Description of subgroup reporting in clinical trials of chronic diseases: a meta-epidemiological study.

ABSTRACT

INTRODUCTION: In trials, subgroup analyses are used to examine whether treatment effects differ by important patient characteristics. However, which subgroups are most commonly reported has not been comprehensively described. DESIGN AND SETTINGS Using a set of trials identified from the US clinical trials register (ClinicalTrials.gov), we describe every reported subgroup for a range of conditions and drug classes. METHODS: We obtained trial characteristics from ClinicalTrials.gov via the Aggregate Analysis of ClinicalTrials.gov database. We subsequently obtained all corresponding PubMed-indexed papers and screened these for subgroup reporting. Tables and text for reported subgroups were extracted and standardised using Medical Subject Headings and WHO Anatomical Therapeutic Chemical codes. Via logistic and Poisson regression models we identified independent predictors of result reporting (any vs none) and subgroup reporting (any vs none and counts).

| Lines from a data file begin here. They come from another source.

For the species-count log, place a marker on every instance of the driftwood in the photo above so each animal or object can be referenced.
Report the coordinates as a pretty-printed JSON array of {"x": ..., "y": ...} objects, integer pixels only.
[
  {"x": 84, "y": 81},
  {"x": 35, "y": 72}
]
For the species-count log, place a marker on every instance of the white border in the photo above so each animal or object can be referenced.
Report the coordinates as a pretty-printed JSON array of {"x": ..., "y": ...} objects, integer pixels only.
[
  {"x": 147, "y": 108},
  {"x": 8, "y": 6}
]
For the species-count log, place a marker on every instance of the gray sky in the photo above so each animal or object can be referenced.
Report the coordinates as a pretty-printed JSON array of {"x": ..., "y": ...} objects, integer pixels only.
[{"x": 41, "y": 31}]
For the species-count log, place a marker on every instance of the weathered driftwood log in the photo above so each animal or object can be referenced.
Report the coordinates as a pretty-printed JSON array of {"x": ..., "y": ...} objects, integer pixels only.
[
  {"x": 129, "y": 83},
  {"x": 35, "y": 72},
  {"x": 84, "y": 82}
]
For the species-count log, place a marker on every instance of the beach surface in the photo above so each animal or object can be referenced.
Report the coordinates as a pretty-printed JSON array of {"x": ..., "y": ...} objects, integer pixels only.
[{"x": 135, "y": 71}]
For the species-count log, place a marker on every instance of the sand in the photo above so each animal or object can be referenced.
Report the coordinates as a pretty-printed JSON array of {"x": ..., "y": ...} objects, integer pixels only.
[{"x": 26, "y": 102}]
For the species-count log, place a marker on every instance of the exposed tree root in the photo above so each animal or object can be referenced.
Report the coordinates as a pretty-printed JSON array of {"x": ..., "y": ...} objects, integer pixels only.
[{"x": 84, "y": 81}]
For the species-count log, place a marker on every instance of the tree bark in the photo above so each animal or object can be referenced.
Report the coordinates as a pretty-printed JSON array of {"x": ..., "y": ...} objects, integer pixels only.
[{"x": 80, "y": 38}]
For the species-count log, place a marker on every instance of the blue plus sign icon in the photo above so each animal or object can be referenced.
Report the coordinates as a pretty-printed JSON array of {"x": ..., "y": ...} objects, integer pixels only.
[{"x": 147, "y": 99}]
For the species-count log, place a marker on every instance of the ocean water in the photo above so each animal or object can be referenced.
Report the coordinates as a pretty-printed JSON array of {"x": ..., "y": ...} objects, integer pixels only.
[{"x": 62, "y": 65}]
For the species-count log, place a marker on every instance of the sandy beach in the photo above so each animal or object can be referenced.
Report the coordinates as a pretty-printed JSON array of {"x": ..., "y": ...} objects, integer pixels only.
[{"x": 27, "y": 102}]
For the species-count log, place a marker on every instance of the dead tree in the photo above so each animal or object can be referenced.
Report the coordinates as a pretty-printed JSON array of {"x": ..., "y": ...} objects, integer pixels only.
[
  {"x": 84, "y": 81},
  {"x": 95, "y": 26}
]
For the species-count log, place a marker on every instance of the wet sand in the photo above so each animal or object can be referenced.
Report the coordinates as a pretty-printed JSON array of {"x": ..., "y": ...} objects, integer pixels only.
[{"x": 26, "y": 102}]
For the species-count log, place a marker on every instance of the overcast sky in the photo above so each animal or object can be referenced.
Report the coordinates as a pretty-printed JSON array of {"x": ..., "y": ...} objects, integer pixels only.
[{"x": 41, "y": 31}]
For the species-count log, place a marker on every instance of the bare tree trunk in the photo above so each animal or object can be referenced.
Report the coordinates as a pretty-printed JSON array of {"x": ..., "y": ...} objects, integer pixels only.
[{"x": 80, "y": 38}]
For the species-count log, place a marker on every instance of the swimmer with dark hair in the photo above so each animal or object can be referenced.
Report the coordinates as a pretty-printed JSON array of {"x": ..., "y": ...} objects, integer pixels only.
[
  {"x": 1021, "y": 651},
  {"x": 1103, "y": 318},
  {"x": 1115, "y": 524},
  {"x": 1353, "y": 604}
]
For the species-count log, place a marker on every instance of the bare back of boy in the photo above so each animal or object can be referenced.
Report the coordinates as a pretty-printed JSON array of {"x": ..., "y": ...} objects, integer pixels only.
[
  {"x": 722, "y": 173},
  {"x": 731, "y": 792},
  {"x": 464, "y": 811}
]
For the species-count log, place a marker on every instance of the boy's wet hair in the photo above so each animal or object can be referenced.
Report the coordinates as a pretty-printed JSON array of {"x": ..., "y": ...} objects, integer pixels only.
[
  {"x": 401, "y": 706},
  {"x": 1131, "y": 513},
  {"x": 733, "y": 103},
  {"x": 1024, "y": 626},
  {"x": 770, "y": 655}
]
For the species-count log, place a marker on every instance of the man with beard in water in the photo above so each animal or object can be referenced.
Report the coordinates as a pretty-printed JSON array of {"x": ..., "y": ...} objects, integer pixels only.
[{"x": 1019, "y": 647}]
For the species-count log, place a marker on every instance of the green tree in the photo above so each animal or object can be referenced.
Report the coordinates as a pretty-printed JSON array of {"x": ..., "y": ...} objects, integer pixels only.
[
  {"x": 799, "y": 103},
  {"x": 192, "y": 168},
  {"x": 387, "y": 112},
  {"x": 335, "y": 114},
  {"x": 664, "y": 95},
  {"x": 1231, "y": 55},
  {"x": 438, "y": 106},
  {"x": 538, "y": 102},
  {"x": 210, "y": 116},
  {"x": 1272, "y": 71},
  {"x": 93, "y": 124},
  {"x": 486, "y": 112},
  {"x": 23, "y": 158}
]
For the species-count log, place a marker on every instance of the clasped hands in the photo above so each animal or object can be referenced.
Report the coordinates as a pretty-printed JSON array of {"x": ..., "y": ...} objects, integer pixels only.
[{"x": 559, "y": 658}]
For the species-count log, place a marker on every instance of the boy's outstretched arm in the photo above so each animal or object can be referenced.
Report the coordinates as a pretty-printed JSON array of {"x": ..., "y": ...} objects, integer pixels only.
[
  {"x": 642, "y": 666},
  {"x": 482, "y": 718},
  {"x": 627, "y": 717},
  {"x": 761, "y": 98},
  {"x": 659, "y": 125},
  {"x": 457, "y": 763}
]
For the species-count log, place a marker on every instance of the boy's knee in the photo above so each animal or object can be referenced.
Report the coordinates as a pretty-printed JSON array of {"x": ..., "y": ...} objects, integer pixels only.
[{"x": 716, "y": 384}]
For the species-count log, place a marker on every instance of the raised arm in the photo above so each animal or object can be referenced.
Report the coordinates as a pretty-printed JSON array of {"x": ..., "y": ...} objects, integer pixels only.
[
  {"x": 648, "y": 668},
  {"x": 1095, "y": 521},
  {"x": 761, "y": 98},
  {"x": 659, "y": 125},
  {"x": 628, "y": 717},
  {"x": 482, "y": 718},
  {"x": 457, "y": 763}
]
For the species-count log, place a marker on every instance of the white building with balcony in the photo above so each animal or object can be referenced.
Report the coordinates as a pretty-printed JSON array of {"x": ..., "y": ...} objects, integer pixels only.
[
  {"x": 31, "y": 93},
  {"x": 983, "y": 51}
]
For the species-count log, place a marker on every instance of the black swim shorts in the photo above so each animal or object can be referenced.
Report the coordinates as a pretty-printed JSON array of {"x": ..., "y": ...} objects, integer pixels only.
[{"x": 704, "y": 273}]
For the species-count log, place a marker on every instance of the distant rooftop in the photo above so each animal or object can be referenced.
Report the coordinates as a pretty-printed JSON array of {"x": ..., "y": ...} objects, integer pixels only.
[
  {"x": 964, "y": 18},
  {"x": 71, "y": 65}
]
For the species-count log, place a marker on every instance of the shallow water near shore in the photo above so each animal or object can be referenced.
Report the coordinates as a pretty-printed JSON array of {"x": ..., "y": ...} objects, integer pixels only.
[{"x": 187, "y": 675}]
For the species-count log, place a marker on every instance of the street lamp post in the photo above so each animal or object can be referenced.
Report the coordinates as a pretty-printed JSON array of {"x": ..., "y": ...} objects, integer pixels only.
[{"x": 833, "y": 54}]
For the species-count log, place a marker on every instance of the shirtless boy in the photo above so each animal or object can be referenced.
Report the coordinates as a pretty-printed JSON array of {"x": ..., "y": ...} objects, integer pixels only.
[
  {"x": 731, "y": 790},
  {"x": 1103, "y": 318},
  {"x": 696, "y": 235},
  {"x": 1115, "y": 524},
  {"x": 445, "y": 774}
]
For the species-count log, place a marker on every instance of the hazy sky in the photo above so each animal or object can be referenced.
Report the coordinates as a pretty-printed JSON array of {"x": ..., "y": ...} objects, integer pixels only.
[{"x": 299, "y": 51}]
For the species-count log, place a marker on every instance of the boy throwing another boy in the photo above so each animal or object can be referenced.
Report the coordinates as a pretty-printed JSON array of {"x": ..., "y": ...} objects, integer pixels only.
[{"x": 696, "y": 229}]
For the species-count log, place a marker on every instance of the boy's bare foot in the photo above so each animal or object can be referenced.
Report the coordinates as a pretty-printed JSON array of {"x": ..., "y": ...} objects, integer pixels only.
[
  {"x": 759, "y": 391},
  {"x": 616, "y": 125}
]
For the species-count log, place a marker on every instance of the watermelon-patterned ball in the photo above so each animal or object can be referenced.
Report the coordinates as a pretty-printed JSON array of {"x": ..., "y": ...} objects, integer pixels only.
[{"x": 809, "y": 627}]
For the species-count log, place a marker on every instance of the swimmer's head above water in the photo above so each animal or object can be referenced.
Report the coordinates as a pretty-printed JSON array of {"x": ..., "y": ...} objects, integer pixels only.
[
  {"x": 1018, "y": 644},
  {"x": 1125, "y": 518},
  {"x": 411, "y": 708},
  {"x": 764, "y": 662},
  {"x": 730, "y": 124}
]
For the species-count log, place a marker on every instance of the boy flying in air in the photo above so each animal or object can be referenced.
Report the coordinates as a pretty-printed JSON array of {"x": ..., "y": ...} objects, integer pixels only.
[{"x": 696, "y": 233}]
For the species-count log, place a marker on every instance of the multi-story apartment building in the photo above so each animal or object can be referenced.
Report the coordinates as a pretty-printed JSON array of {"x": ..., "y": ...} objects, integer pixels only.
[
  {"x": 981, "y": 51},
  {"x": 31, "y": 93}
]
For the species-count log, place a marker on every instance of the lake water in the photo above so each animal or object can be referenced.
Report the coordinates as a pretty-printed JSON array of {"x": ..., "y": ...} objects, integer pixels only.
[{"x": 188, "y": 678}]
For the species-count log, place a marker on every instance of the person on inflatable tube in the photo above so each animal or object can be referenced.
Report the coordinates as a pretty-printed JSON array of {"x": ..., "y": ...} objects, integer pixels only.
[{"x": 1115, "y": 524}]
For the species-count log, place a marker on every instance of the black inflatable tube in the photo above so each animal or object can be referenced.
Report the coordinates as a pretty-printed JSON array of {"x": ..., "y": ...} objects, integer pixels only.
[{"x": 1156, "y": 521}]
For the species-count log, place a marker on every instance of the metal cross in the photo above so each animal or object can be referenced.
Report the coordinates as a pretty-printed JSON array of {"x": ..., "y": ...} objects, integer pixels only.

We then summarised subgroup reporting by index condition and presented all subgroups for all trials via a web-based interactive heatmap (https//ihwph-hehta.shinyapps.io/subgroup_reporting_app/). RESULTS: Among 2235 eligible trials, 23% (524 trials) reported subgroups. Follow-up time (OR, 95%CI 1.13, 1.04-1.24), enrolment (per 10-fold increment, 3.48, 2.25-5.47), trial starting year (1.07, 1.03-1.11) and specific index conditions (eg, hypercholesterolaemia, hypertension, taking asthma as the reference, OR ranged from 0.15 to 10.44), predicted reporting, sponsoring source and number of arms did not. Results were similar on modelling any result reporting (except number of arms, 1.42, 1.15-1.74) and the total number of subgroups. Age (51%), gender (45%), racial group (28%) were the most frequently reported subgroups. Characteristics related to the index condition (severity/duration/types etc) were frequently reported (eg, 69% of myocardial infarction trials reported on its severity/duration/types). However, reporting on comorbidity/frailty (five trials) and mental health (four trials) was rare. CONCLUSION: Other than age, sex, race ethnicity or geographic location and characteristics related to the index condition, information on variation in treatment effects is sparse. PROSPERO REGISTRATION NUMBER CRD42018048202.